An analysis by economists Arthur Laffer and Stephen Moore, published in the Wall Street Journal, states that upwards of 800,000 people will relocate from New York and California alone due to the change in their property tax liability. That could be good news for the Real Estate industry.
The New Tax Law Impacts Homeowners
Although other experts disagree with their findings, Laffer and Moore point to homeowners that are on the cusp of being able to afford homes in these high-value markets or are wealthy and decide the added cost isn’t worth the location.
The Wall Street Journal went as far as to headline the op-ed, “So Long, California. Sayonara, New York,” and it should be noted that Laffer and Moore reportedly advised the president about this expected phenomenon.
The conservative economists say the new law increases the true dollars and cents income tax rate for Californians from 8.5 percent to a double-digit 13 percent. The numbers look even worse for wealthy New Yorkers. One-percenters earning $10 million or more, not uncommon in Manhattan, would see a staggering tax liability increase of 50 percent or greater.
The new property tax deductions have a ceiling of only $10,000, which would barely make an impact for wealthy property owners in NYC. In conjunction with the anticipated 800,000 leaving New York and California, Connecticut, New Jersey and Minnesota could see an exodus of 500,000 all told.
“In years to come, millions of people, thousands of businesses and tens of billions of dollars of net income will flee high-tax blue states for low-tax red states,” they state in the op-ed.
Tax Law May Positively Impact The Real Estate Market
Migration is not necessarily a bad thing for the Real Estate industry. Keep in mind that high-value Manhattan or San Francisco living spaces are unlikely remain on the market long. Some of these areas enjoy waiting lists of people wanting to get into the neighborhoods. Migration would likely lead to a strong seller’s market in border states.
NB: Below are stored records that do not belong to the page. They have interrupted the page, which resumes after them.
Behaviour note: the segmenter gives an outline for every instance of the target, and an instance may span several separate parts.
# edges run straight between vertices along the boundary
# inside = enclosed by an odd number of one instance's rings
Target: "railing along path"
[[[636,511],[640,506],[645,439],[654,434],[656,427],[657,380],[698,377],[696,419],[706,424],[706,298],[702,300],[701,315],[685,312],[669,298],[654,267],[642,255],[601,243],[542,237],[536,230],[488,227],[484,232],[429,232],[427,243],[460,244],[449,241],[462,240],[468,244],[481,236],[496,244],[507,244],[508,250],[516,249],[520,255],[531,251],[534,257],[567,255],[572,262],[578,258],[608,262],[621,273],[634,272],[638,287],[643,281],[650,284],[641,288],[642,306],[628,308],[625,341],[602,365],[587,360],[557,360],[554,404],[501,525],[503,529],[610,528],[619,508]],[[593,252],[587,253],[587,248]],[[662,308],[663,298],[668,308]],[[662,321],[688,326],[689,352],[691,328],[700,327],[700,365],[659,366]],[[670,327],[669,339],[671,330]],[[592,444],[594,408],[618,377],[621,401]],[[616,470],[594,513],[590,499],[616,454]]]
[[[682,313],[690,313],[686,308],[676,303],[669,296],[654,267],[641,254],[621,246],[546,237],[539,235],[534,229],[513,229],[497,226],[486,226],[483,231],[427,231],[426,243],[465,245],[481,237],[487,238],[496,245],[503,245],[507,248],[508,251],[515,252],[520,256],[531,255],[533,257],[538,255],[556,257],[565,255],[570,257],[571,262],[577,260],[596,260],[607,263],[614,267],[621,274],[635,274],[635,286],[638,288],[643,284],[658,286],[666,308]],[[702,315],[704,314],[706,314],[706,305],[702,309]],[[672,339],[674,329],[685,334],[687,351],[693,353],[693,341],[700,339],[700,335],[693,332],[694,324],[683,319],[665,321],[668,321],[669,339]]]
The economists say 3.5 million people have already left the highest tax states to live in lower ones as a cost-effective move. Neighboring New Jersey saw 46,000 millionaires take up residence in 2010, swelling its millionaire ranks to 258,000. That same year, New York saw an uptick of 84,000 millionaires and California enjoyed and additional 169,000. A Stanford University-based study concluded that 2.4 of people earning more than $1 million move each year and 2.9 percent of lower earners relocate. The tax code changes would only add to those figures.
If Laffer and Moore are correct that higher property tax liability will create migration, then we could see a significant uptick in Real Estate sales. Whether you favor the new tax law or not, the Real Estate market could be very hot going forward.